So it's been two days since the Chatty crew rolled into Bishop, CA and we have been making the most of Spring Break '10. I came here with a list of 8 problems:
1. The Mandala
2. The Buttermilker
3. The Swarm
5. Stained Glass
7. Xavier's Roof
8. Haroun and the Sea of Stories
and after two climbing days I have been able to tick the Buttermilker (v13) and flash the Mandala. I have little to say about the Buttermilker - it's a hard powerful boulder and I was extremely happy to climb it. Instead I would like to focus attention on the Mandala.
Recently this boulder has been getting a lot of attention. The start in particular has been drawing a lot of controversy. Should the boulder start on the two edges and move into the undercling left hand as the first ascentionist (Sharma) started? Or should it start left hand on the high edge and right hand already in the undercling? In this case though I think the answer (starting left hand on the high edge and right in the undercling) is obvious for several reasons:
1. The undercling is lower on the wall than one of the original start holds - it seems self explanatory. Simply starting with the right hand lower on the wall doesn't seem to pose any major problems. It does cut out 1 move, however, and I suppose this is what people have problems with. Would it be legitimate then to start right hand in the undercling, left on the lower edge, pull on and move left to the high edge before continuing the climb?

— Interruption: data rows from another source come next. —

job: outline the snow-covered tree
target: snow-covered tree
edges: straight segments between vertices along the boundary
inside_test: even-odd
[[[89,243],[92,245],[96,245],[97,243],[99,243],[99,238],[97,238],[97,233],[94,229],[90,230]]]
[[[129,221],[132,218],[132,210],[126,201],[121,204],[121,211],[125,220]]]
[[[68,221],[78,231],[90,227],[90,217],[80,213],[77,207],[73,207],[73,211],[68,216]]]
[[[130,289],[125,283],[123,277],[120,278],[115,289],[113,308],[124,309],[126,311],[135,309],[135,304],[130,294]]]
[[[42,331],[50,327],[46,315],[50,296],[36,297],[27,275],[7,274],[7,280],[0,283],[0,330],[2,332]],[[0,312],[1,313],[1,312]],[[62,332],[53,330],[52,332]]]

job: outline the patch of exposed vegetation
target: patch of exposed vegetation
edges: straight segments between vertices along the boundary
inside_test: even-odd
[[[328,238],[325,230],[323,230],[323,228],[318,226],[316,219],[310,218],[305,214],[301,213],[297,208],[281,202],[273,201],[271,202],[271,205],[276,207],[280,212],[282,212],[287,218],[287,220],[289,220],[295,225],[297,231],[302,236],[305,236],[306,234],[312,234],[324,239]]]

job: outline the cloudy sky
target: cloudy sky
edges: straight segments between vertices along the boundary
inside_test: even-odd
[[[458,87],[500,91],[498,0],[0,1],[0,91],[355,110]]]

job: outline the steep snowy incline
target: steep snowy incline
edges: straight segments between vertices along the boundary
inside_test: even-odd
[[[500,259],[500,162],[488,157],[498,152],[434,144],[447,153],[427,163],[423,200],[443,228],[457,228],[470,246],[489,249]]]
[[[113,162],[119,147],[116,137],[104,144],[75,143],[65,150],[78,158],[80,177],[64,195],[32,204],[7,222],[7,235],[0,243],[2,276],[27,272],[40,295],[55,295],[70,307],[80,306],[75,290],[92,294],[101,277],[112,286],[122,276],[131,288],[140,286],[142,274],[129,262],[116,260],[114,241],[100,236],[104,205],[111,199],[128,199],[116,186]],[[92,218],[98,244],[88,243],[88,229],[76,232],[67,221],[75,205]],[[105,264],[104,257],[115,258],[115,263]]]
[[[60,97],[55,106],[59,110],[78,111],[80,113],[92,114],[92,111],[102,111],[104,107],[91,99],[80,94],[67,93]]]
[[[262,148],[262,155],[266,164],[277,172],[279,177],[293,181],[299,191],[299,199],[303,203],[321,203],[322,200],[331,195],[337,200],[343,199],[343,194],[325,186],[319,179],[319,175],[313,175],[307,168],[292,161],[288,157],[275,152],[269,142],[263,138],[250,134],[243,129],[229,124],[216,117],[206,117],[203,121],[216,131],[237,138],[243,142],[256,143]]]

2. The boulder should be climbed in the easiest most direct manner possible - there is no questioning the beauty or purity of the Mandala; it is one of the most recognizable boulders in North America. To question something as trivial as beta on this amazing bloc seems to contrive the boulder. In my opinion this is an affront to the pure nature of the boulder and of climbing itself.

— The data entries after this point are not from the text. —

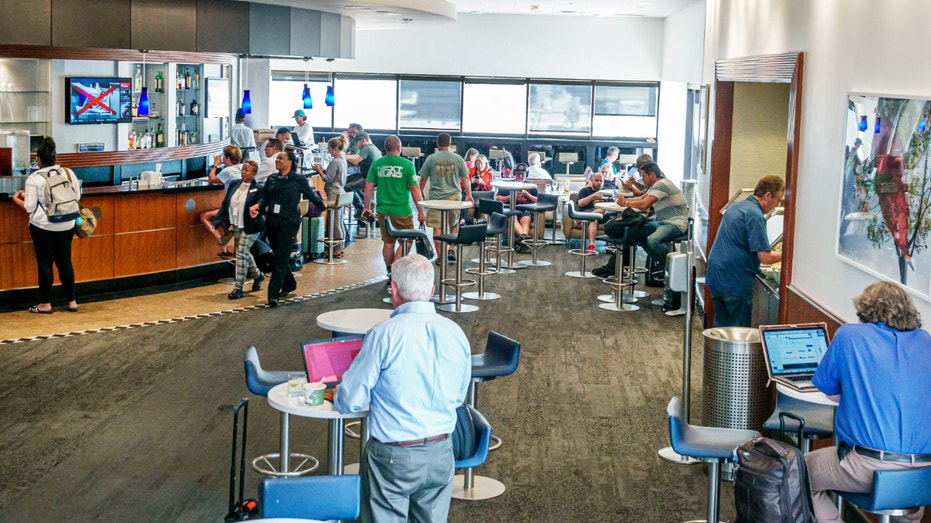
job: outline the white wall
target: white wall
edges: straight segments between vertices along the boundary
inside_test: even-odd
[[[666,18],[663,26],[664,81],[701,81],[704,20],[705,0],[695,2]]]
[[[931,2],[707,4],[707,83],[714,80],[719,58],[805,53],[793,283],[845,320],[856,321],[850,299],[874,278],[834,254],[847,93],[931,95],[931,69],[921,58]],[[931,304],[916,302],[924,317],[931,317]]]
[[[125,71],[120,71],[117,62],[107,60],[52,60],[51,67],[52,85],[49,90],[49,107],[52,113],[49,115],[49,121],[52,125],[52,138],[58,144],[58,152],[77,152],[76,144],[92,142],[103,142],[107,151],[117,149],[118,133],[125,130],[128,134],[130,124],[70,125],[65,123],[65,78],[69,76],[131,77],[129,66],[126,66]],[[123,147],[126,147],[125,140]]]

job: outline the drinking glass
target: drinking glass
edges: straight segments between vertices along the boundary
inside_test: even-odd
[[[304,373],[303,372],[289,372],[288,373],[288,396],[296,398],[298,396],[303,396],[304,390],[301,386],[304,385]]]

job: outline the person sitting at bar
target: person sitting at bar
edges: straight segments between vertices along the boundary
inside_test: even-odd
[[[608,147],[607,156],[598,166],[598,171],[604,175],[605,189],[617,189],[617,184],[615,183],[617,180],[617,167],[614,166],[614,162],[617,161],[620,152],[621,150],[617,147]],[[607,170],[605,170],[605,167],[607,167]]]
[[[236,123],[230,130],[230,143],[248,152],[255,150],[255,133],[246,127],[246,114],[242,109],[236,109]]]
[[[527,175],[527,166],[519,163],[514,167],[514,178],[518,182],[524,181],[524,177]],[[511,204],[511,193],[505,192],[495,196],[495,199],[499,202],[510,205]],[[537,197],[533,195],[527,189],[521,189],[517,191],[517,205],[522,205],[525,203],[536,203]],[[527,245],[527,239],[530,238],[530,231],[532,225],[533,215],[527,211],[520,211],[514,219],[514,234],[517,238],[514,242],[516,244],[514,250],[516,252],[527,252],[530,250],[530,246]]]
[[[528,180],[553,180],[550,173],[546,172],[546,169],[540,165],[540,153],[530,153],[527,156],[527,163],[530,164],[527,167]]]
[[[348,142],[347,142],[348,143]],[[349,175],[346,177],[347,191],[352,191],[352,206],[356,209],[356,220],[362,217],[363,202],[365,200],[365,180],[369,175],[372,163],[381,158],[381,151],[366,132],[356,134],[356,143],[359,150],[356,153],[346,153],[346,162],[349,164]],[[355,172],[353,171],[355,168]]]
[[[266,140],[262,145],[262,154],[265,155],[265,159],[259,164],[259,172],[255,175],[256,181],[265,183],[269,176],[278,172],[278,168],[275,167],[275,160],[278,159],[278,153],[281,151],[284,151],[284,144],[281,143],[281,140],[278,138]]]
[[[475,157],[472,168],[469,169],[469,185],[472,191],[490,191],[491,190],[491,169],[488,167],[488,158],[480,154]],[[465,181],[461,182],[463,186]],[[465,187],[463,187],[465,190]]]
[[[279,127],[278,131],[275,132],[275,139],[281,141],[281,147],[282,150],[284,150],[289,145],[291,145],[291,129],[288,129],[287,127]],[[271,140],[271,138],[265,140],[265,143],[262,144],[262,148],[264,149],[265,146],[268,145],[268,142]]]
[[[346,154],[343,150],[346,148],[346,138],[342,135],[330,138],[327,142],[327,152],[330,154],[330,163],[326,171],[317,164],[314,164],[314,171],[323,178],[323,191],[326,193],[328,206],[335,206],[339,200],[339,195],[343,193],[343,187],[346,186]],[[331,240],[342,241],[345,238],[343,233],[342,221],[334,227],[333,238]],[[342,247],[333,251],[334,258],[343,257]]]
[[[301,147],[310,147],[314,144],[314,128],[307,123],[307,114],[302,109],[298,109],[294,111],[293,118],[297,125],[291,129],[291,132],[297,135]]]
[[[469,149],[462,155],[462,159],[465,160],[466,167],[471,169],[475,166],[475,159],[478,158],[478,149],[474,147],[469,147]]]
[[[249,214],[249,207],[256,203],[261,185],[255,181],[258,168],[259,164],[254,160],[242,164],[242,178],[230,182],[223,204],[211,222],[214,227],[222,226],[233,233],[236,245],[236,279],[233,291],[226,296],[231,300],[238,300],[244,296],[243,287],[247,277],[252,277],[252,292],[261,290],[262,281],[265,280],[265,275],[255,265],[251,253],[252,244],[265,230],[265,218],[262,215],[253,218]]]
[[[213,157],[213,167],[211,167],[210,172],[207,173],[207,180],[217,185],[222,184],[224,191],[229,190],[231,182],[242,179],[241,163],[242,151],[239,147],[227,145],[223,148],[223,154],[218,154]],[[220,167],[221,164],[223,167]],[[229,227],[214,227],[213,218],[217,215],[217,211],[219,210],[220,209],[214,209],[201,214],[200,221],[210,234],[216,238],[221,248],[219,256],[225,260],[227,258],[232,258],[234,255],[234,253],[226,250],[227,244],[233,239],[233,229]]]
[[[838,446],[805,455],[819,523],[842,521],[830,491],[866,493],[875,470],[931,466],[931,335],[895,283],[872,283],[853,304],[860,323],[837,329],[812,378],[838,402]],[[923,512],[895,521],[918,523]]]
[[[581,212],[594,212],[604,214],[604,209],[595,207],[598,202],[608,201],[610,198],[602,194],[602,184],[604,176],[601,173],[595,173],[588,181],[588,185],[579,189],[578,209]],[[588,222],[588,248],[589,251],[595,250],[595,235],[598,234],[598,222]]]
[[[628,172],[627,179],[621,182],[621,186],[624,189],[634,193],[634,196],[640,196],[641,194],[646,192],[646,186],[638,182],[634,174],[638,173],[640,171],[640,168],[648,163],[653,163],[652,156],[650,156],[649,154],[641,154],[640,156],[638,156],[637,162],[635,164],[636,170],[633,172]]]

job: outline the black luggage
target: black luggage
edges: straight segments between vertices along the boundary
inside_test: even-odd
[[[254,499],[243,499],[246,473],[246,429],[249,425],[249,400],[243,398],[236,405],[226,405],[224,409],[233,411],[233,453],[230,462],[230,503],[229,512],[223,521],[245,521],[257,519],[259,504]],[[236,501],[236,437],[239,433],[239,411],[242,410],[242,447],[239,449],[239,501]]]
[[[802,452],[766,437],[737,447],[737,523],[815,523]]]
[[[255,240],[252,248],[249,249],[252,257],[255,258],[255,265],[263,273],[271,273],[275,269],[275,253],[272,248],[262,240]]]

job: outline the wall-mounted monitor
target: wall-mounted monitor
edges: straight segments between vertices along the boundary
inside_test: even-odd
[[[129,78],[65,78],[67,123],[129,123],[132,104]]]
[[[229,78],[207,78],[207,111],[204,118],[230,117]]]

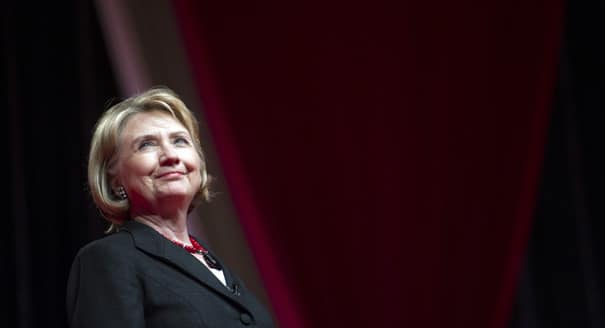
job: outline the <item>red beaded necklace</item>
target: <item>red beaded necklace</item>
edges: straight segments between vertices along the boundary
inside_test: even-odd
[[[184,248],[187,252],[191,253],[191,254],[204,254],[205,252],[208,252],[202,245],[200,245],[197,240],[189,237],[189,242],[191,243],[191,246],[189,245],[185,245],[179,241],[176,240],[170,240],[173,244]]]
[[[191,236],[189,237],[189,242],[191,242],[191,246],[185,245],[179,241],[172,239],[170,239],[170,241],[191,254],[201,254],[204,258],[204,261],[206,262],[206,264],[208,264],[209,267],[217,270],[222,270],[221,265],[212,255],[210,255],[208,250],[205,249],[202,245],[200,245],[197,240],[193,239]]]

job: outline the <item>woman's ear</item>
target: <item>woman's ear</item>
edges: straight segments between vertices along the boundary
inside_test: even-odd
[[[118,172],[115,166],[107,170],[107,175],[109,176],[109,186],[111,187],[111,190],[116,193],[118,188],[122,188],[122,181],[118,177]]]
[[[121,180],[117,176],[112,176],[110,178],[111,191],[114,195],[118,196],[120,199],[127,199],[128,194],[126,194],[126,190],[124,186],[122,186]]]
[[[115,189],[116,187],[121,185],[119,178],[118,178],[118,169],[116,167],[117,166],[116,164],[117,163],[116,163],[115,155],[114,155],[114,158],[112,158],[112,160],[109,161],[109,164],[107,165],[107,169],[105,171],[105,174],[108,177],[109,185],[111,186],[111,189]]]
[[[116,189],[122,187],[122,182],[120,181],[117,175],[111,175],[111,177],[109,178],[109,184],[111,186],[111,190],[113,191],[116,191]]]

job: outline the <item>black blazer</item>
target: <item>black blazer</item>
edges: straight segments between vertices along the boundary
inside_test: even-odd
[[[223,273],[229,287],[152,228],[128,221],[78,252],[67,283],[69,325],[273,327],[268,311],[224,265]]]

3. The undercling is such an obvious feature - it's not always the case that the first ascentionist climbs a boulder in the easiest, most obvious way possible. Boulders often experience a period of grade deflation after the first ascent (think Graham boulder in RMNP). This is in no way a bad thing. It simply shows that refined beta and its exposure (on the internet and over time) makes climbs easier than first perceived.

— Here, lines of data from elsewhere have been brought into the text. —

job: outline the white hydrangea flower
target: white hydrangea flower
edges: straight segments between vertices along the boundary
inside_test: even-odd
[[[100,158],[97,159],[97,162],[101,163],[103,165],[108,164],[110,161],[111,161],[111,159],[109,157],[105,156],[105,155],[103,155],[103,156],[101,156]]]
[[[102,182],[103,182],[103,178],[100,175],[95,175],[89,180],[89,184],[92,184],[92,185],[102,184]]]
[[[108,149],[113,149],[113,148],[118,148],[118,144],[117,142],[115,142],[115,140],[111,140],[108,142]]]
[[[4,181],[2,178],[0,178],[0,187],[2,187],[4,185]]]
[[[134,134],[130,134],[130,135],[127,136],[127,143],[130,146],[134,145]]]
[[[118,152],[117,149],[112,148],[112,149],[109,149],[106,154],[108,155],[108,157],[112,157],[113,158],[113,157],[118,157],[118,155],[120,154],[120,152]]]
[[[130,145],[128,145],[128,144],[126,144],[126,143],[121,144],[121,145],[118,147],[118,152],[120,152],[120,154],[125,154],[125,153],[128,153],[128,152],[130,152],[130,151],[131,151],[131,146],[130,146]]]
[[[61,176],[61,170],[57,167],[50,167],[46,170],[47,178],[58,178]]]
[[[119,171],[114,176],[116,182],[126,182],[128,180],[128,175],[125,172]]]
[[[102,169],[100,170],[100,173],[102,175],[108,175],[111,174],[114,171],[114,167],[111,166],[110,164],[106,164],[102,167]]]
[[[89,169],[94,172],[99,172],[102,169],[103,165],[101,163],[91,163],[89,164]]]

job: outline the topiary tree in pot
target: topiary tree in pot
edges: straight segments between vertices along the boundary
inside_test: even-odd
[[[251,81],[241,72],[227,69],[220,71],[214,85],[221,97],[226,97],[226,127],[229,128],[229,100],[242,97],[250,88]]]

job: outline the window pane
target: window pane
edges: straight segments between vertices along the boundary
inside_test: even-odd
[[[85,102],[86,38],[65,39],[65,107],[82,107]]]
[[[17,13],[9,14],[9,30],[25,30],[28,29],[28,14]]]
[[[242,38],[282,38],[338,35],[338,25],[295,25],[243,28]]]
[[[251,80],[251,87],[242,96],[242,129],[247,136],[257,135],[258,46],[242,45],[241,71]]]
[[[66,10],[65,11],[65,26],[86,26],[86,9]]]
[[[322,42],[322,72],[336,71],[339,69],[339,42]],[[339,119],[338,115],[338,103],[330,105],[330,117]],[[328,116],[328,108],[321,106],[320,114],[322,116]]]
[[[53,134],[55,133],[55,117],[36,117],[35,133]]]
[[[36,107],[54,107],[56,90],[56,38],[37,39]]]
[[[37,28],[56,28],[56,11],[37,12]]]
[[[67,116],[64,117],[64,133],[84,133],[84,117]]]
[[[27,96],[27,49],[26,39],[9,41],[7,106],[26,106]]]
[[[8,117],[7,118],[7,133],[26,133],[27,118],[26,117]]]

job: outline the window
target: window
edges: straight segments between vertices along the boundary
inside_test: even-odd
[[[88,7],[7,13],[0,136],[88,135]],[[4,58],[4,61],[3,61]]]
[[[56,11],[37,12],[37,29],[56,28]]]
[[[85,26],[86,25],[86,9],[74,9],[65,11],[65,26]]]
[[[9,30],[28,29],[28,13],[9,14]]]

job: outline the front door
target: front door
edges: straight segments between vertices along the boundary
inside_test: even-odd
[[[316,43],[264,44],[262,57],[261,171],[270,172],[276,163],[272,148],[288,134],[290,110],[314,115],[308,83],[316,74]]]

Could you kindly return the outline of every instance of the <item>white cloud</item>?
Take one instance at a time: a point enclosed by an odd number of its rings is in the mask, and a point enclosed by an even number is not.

I would also like to discuss the grade of the boulder. The Mandala has been in the v12 range for a number of years but I don't think it belongs. The Mandala is a perfect example of a beautiful boulder that receives a lightly inflated grade as a result of its beauty. The Shield (v12) at Little Rock City is another example. Taking into account simply the difficulty of the movement, I think the Mandala (as well as the Shield) deserves a grade more in line with v11.
That being said, this boulder is an amazing testpiece and one of the most beautiful boulders I've ever climbed. I am psyched to climb on some of the other amazing boulders in Bishop. Tommorrow Jimmy and I are going out to try the Swarm. Wish us luck!